During the test, a Rafael-produced Sparrow missile was fired from the Mediterranean Sea at Israel, a senior official said. “The systems detected and tracked the missile, and at the correct time, fired an Arrow 2 interceptor,” the official added.
“All of the stages were carried out. We are now going over visual intelligence, broadcast from the interceptor and the target missile, to determine what occurred in the end stage,” he said.
The organizers of the trial do not yet know if the target missile was successfully intercepted, but expect to know this within a few days.

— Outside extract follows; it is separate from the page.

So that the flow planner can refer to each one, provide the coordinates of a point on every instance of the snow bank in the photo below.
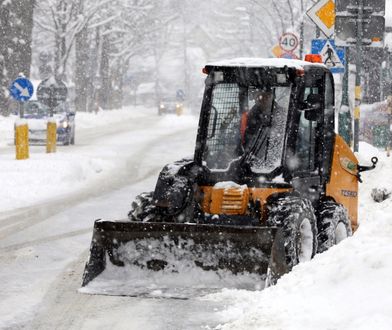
(345, 287)
(71, 168)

The trial is part of an effort to create a more advanced block of air defenses against continually improving projectile threats in the possession of the Jewish state’s enemies. The old Arrow 2 system finds it difficult to deal with upgraded versions of enemy missiles.
“The amount of information broadcast from the interceptor missile every second is equivalent to a volume of Encyclopedia Britannica,” the official said.
The source said the test is part of a multi-year improvement program from the Arrow 2, with previous tests held in 2009 and 2011.
In addition to IAI, the project includes Boeing, Elta, Elbit Systems and Elisra.
In January, the Israeli and US defense departments held a second successful trial of the Arrow 3 anti-ballistic missile system.
During the test, an interceptor was fired from Palmahim air base, south of Tel Aviv, entered space, and carried out a range of maneuvers in response to a virtual incoming enemy missile.
For the first time, the system’s radar, designed by Elta Systems, an IAI subsidiary, tracked a virtual target, and sent commands to the interceptor, according to Yair Ramati, head of the HOMA program.